AK Parti’nin sistemi beni ilgilendirir mi? Hayır ilgilendirmez. Onların zora düşmesi bana fayda sağlar mı fayda sağlar ama size fayda sağlamaz. Sonuçta yıllar evvel yine rahmetli Karadayı’ya bir yerde rastlaşmıştık. Ona da demiştim ki, ‘Yanlış yapıyorsunuz’ meşhur 28 Şubat zamanı, ‘5 ya da 10 sene sonra sokakta gezemeyeceksiniz, omuz yiyeceksiniz’ yıllar sonra bu beyefendilerin tamamıyla belli yerlerde rastlaştığımızda eşimin yanında bana genel olarak şunu söylediler, ‘haklı çıktı’ o da dedi ki, ‘üstüne vazife olmayan her bir konuyu ilgili adama gider söyler, hiç kimse de onu dinlemez. Sonuçta hep haklı çıkar ama o bundan bıktı.’ Şimdi bunu niye anlattım? Bugün burada haklı çıkmak için değil, şu sofrayı Türkiye’nin tamamına kurmak için buradayım. Biz PKK ile en ağır mücadelenin olduğu dönemde dahi bu kadar ayrışmadık. Yani Kürtler ve Türkler üzerinden konuşmuyorum. Türkiye’nin her bir bireyi üzerinden konuşuyorum. Şuculuk, buculuk üzerinden o kadar ayrıştık ki, herkes birbirinden o kadar şüphe eder oldu ki, aynı anda bir kişiye birbirinden farklı o kadar pis, çirkin cümleler kurulur oldu ki sayın Başkanım dedi ya üslubunuzu düzeltin diye ama değerli Başkan’ım sizler de çok manevi değerler üzerinden oy kullandınız. Ben Doğru Yol Partisi’nde politikaya başladım. DYP’nin karşısı ANAP’tı hatırlayın. DYP ile ANAP nasıl bir rekabet içinde var ya,   o vaziyette ama kimse kimseye sövmezdi, kimse kimseye vatan haini demezdi. Kimse kimseye kafir demezdi, kimse kimseye terörist demezdi. Çok ağır bir rekabet vardı, gençler bilmez, Başkanlarım bilir. Seçmen velinimet, hatta taklidini çıkarayım. Geliriz seçim dönemi böyle olmaz mıydık? Oyunuza talibiz. Çünkü siz velinimettiniz. Çünkü sizin oyunuz çok kıymetliydi ve sizlerin oylarınız için siyasetçi hazır olda gezerdi ve derdinizi dinlerdi, derdinizi dinledikten sonra çözüm üretir, projeler üretir rekabet tamamen hizmet üzerinden olurdu.

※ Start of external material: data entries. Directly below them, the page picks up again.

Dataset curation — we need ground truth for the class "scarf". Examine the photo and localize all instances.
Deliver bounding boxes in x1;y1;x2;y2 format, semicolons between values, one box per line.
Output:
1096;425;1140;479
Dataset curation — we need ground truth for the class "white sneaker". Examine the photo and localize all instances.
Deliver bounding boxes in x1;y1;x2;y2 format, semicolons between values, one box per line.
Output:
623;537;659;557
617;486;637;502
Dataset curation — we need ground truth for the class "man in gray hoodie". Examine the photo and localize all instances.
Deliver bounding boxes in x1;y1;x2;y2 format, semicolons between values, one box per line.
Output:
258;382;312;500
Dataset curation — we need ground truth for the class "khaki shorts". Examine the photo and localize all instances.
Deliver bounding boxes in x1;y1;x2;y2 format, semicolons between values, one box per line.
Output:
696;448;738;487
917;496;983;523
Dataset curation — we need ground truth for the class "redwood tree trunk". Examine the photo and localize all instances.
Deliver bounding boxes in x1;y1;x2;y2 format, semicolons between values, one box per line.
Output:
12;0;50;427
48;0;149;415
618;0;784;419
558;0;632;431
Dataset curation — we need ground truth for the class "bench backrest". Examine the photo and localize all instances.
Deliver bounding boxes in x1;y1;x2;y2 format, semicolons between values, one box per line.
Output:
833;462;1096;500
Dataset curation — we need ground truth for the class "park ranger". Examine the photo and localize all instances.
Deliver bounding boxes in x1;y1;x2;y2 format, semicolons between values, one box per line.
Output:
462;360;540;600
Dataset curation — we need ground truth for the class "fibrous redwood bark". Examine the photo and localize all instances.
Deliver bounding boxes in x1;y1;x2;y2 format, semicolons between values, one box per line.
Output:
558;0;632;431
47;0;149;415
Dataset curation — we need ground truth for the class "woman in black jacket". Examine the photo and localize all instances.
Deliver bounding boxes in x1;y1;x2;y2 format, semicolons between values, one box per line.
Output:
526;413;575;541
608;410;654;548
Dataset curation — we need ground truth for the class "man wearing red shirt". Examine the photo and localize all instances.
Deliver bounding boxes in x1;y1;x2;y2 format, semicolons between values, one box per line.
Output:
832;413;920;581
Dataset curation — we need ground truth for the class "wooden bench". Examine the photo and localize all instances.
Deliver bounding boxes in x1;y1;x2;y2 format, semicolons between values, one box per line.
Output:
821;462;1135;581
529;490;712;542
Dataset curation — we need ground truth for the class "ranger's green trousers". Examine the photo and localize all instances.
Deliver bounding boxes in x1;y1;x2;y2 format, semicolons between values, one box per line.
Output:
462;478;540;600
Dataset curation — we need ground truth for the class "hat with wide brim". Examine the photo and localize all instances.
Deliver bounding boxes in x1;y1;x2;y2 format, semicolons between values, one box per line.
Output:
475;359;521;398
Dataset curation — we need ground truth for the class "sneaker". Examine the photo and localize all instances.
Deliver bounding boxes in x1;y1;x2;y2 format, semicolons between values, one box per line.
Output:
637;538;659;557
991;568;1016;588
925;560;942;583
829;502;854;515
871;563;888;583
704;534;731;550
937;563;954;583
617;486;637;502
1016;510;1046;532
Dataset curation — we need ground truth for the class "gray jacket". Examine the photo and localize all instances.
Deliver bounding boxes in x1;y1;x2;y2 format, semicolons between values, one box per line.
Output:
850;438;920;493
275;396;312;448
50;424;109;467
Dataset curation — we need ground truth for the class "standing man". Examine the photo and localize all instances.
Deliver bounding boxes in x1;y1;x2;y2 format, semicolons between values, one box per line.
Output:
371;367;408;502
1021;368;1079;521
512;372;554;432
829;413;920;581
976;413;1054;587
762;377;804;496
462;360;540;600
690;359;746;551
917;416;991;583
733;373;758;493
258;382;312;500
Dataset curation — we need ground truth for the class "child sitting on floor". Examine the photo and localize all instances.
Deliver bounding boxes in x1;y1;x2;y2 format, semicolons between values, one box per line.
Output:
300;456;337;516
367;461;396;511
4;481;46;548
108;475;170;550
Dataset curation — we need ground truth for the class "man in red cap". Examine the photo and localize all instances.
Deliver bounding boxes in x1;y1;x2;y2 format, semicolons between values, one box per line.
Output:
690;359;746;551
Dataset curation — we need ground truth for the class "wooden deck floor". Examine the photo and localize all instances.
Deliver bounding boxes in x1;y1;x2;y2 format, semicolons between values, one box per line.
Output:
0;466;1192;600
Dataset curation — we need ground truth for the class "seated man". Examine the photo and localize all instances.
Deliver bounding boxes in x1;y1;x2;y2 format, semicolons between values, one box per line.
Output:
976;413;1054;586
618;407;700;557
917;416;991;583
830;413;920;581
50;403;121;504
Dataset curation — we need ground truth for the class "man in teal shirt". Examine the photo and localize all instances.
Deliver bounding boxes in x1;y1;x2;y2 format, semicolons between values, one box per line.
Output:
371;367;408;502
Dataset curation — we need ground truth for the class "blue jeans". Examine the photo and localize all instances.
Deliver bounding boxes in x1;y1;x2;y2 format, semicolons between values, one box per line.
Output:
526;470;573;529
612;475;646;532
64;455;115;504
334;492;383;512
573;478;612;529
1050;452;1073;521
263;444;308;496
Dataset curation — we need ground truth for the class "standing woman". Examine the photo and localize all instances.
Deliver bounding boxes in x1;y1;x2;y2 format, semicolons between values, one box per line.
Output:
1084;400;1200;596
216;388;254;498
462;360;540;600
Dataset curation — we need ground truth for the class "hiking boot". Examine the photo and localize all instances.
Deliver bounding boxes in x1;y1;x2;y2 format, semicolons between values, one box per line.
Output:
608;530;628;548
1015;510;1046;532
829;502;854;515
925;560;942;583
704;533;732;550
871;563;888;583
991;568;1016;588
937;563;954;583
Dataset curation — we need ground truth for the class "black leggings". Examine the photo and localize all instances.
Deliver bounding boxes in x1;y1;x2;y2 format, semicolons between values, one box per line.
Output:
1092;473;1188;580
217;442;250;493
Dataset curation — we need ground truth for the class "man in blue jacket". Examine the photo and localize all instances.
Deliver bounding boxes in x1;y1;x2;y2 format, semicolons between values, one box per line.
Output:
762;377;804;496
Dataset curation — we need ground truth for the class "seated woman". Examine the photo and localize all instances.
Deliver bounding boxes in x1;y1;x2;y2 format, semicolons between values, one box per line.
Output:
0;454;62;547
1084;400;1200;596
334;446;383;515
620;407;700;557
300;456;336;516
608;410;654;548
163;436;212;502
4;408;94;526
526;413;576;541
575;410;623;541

“ŞUCULUK, BUCULUK ÜZERİNDEN SİZİ KAFALAMAYA GELENLERİ BİR KERE YOK FARZ EDECEKSİNİZ”

STK’ları sadece seçim zamanı değil, seçim öncesi de ziyaret edilir. O STK’ların çatısı altında propaganda yapılmaz. Başka partilere sövülmez, onlar yerilmez, sadece dert dinlenir, tavsiye alınır, eleştiriler dinlenir. Hayal gibi değil mi? Bunlar gerçekti ama… Batıda doğmuş, büyümüş DYP’de politika yapmaya başlamış, o günlerin çok genç bir politikacısı olarak 2 yıl içinde 7 kere Van’a gelmişim ben… Her bir Batı’da doğan, oradan seçilmeye giden her milletvekili aynıydı. Şimdi hatırlayın, Urfa’ya sayısını hatırlamıyorum. Mesela bir komutanla karşılaşmıştım. Bana demişti ki, ‘Batı’da doğmuş, büyümüş Güneydoğu’ya en fazla giden milletvekillerinden birisisiniz. Bir sebebi mi var?’ Uçakta karşılaşmıştık. Dedim ki, ‘Ben çok seviyorum o tarafı ayrı ama, coğrafyayı seviyorum, insanları seviyorum ama parti görevi bu’ yani seçmene ulaşmak, seçmenin kalbini gönlünü kazanmak ve aklına hitap etmek. Şimdi soru şu, bu niçin kayboldu? Yine bu niçin kayboldu sorusunun cevabı, oylarınızı çok kıymetli ederek bulunabilir. Yani şuculuk, buculuk üzerinden sizi kafalamaya gelenleri bir kere yok farz edeceksiniz.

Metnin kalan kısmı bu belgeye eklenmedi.